José Area landed in the water and was rescued by an Argentine Army UH-1 helicopter. His colleagues were not as lucky, Philippi was shot down by a Sidewinder fired by Lieutenant Clive Morrell of No. 800 Squadron, who had inflicted the damage on Area. Philippi also ejected safely, but spent three days evading capture before reaching an isolated cottage. He was returned to Rio Grande on 30 May. Marquez’s A-4 had been hit by cannon fire from the Sea Harrier of Flight Lieutenant John Leeming, an RAF exchange pilot, and had disintegrated, killing him instantly.
Ardent was attacked by Rotolo’s A-4s fifteen minutes after the first CANA attack. No further hits were scored and the three A-4s escaped with minor shrapnel damage. The frigate had suffered mortal damage and had to be abandoned, listing and on fire. She sank the following evening.
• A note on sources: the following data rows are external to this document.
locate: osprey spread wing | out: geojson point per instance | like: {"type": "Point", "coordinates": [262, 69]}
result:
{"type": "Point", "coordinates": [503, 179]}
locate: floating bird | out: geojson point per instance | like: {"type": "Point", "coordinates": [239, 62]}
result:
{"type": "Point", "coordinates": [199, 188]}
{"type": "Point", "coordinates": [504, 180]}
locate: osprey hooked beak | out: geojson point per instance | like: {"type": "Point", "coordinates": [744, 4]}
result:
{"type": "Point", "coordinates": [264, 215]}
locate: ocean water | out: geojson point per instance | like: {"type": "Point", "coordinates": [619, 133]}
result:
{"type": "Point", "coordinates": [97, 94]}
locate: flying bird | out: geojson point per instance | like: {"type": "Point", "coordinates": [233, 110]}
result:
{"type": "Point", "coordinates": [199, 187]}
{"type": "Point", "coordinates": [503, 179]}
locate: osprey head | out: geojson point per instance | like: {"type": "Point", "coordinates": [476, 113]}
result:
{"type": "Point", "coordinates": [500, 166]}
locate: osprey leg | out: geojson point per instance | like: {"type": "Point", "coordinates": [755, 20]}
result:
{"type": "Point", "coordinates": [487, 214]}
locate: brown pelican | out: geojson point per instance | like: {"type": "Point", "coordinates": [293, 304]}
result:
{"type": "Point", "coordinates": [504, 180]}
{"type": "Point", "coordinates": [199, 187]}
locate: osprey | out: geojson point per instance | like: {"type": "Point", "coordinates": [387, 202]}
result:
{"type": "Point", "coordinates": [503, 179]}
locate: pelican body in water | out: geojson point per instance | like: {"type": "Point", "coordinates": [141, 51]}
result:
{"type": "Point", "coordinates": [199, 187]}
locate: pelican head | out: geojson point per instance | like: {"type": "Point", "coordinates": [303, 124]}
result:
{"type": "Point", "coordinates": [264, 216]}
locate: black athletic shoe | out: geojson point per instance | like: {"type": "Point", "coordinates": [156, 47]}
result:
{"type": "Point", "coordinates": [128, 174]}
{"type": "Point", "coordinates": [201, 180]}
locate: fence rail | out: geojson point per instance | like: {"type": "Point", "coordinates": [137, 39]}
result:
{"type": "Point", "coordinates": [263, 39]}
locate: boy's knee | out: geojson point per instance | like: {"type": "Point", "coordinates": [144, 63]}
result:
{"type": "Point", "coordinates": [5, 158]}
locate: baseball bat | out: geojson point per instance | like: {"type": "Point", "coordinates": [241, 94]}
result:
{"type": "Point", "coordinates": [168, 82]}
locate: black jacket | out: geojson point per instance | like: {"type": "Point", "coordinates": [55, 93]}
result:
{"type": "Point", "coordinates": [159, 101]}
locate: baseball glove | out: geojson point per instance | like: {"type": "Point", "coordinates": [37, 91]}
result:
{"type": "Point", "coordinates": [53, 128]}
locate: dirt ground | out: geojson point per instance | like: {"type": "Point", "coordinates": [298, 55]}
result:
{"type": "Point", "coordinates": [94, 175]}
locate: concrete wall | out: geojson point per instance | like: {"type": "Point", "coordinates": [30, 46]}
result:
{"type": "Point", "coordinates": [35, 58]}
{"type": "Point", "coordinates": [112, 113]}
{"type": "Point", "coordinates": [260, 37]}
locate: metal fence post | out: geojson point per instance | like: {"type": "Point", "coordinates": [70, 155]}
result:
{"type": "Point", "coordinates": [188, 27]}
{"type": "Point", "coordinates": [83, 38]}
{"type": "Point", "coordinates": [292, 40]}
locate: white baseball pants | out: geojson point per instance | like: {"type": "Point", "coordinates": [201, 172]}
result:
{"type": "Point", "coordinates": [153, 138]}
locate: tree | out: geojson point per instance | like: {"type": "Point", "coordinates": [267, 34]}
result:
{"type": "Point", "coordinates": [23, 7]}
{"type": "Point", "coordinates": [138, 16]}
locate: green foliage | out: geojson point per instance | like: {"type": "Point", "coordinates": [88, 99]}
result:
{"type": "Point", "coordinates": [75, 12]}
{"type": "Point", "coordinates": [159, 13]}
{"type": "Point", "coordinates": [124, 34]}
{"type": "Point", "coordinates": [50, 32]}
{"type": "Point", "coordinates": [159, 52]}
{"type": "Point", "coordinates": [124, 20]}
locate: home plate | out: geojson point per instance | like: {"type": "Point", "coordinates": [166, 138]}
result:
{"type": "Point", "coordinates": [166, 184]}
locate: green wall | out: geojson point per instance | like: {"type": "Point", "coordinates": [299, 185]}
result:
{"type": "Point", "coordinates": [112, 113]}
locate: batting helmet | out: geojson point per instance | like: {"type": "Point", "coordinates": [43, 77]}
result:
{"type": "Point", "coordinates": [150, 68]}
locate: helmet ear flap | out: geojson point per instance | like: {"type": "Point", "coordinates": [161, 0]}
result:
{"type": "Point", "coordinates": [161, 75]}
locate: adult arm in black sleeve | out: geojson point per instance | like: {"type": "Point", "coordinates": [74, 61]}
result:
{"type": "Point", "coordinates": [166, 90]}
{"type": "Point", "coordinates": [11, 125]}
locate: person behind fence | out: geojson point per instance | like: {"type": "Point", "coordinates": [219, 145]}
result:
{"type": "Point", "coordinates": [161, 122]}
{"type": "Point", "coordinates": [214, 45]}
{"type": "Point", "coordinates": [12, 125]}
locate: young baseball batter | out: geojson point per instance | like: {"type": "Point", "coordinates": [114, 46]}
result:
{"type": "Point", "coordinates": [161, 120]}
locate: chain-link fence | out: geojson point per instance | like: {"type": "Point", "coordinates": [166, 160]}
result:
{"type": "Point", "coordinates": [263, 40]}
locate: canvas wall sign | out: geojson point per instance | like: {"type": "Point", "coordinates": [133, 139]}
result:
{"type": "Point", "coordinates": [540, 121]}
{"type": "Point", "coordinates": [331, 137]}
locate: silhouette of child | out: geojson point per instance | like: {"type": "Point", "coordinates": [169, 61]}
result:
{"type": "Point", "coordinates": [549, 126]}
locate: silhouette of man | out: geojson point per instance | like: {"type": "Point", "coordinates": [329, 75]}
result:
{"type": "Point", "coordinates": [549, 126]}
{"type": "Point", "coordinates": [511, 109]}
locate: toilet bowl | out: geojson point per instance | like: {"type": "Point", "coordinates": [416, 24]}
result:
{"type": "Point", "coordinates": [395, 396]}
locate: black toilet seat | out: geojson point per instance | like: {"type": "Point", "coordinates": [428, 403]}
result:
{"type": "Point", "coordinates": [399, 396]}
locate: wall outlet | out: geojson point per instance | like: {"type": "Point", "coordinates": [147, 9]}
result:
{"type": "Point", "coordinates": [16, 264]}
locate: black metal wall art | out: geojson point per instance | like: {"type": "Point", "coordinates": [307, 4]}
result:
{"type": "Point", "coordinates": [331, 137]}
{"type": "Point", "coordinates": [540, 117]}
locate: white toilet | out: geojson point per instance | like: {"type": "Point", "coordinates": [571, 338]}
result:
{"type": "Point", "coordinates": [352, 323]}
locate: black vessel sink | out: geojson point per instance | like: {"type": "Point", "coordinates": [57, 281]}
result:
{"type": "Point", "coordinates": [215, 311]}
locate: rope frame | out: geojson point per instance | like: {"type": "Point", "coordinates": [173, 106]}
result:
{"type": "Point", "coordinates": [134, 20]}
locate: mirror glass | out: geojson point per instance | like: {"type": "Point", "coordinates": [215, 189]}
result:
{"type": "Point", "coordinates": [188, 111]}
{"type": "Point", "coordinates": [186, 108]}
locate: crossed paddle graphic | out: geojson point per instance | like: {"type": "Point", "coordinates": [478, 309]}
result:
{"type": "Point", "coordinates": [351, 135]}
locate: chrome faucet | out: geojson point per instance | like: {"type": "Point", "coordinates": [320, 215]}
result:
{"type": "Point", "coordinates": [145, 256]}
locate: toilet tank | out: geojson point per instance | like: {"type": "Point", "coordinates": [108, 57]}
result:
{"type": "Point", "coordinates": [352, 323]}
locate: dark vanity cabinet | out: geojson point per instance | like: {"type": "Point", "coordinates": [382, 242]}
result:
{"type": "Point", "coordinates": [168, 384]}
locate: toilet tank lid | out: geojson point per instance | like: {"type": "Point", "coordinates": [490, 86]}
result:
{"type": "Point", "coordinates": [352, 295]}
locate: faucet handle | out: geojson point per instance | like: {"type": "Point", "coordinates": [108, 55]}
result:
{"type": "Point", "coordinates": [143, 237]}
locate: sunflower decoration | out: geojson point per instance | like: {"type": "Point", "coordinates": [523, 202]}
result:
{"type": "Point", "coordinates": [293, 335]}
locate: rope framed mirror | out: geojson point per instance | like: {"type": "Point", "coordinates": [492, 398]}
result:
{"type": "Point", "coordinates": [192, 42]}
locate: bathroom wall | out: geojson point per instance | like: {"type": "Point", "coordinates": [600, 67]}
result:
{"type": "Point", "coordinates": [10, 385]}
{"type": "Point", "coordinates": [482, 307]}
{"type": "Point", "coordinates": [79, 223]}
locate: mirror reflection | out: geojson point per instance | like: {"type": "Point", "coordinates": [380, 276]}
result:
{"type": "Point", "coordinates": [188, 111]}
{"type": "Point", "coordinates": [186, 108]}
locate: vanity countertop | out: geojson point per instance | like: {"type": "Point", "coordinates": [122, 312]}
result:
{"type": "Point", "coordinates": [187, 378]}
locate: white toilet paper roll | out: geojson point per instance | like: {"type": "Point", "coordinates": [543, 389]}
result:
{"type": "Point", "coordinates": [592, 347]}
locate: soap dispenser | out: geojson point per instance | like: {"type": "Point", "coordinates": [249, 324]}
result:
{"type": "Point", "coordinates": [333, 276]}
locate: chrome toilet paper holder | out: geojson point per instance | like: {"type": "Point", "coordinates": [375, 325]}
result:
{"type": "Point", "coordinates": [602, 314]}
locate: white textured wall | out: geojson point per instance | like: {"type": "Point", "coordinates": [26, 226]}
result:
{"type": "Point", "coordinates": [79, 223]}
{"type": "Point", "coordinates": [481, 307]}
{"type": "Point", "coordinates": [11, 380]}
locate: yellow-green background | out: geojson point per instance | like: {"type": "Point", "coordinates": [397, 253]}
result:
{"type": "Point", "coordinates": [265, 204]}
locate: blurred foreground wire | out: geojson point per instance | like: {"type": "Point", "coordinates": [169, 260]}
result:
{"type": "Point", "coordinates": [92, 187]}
In the final accounting, FAA Skyhawks flew 219 combat sorties during the conflict, sinking four Royal Navy warships and damaging many others. Against this must be balanced the loss of nineteen aircraft and seventeen pilots. CANA Skyhawks flew thirtyfour sorties. Losses were three A-4s and two pilots, with fatal damage claimed on two warships – results hotly debated between the two services. Whatever the actual balance, the A-4 was the most successful Argentine aircraft in the Falklands/Malvinas conflict.
The war led to a collapse of the military junta in Argentina and an eventual return to democracy, but it was not until 1994 that the USA lifted the arms embargo and agreed to the supply of late-model A-4s to the FAA. The new FAA Skyhawks, designated A-4AR (A-4M) and TA-4AR (OA-4M) achieved initial operating capability (IOC) in mid-2000.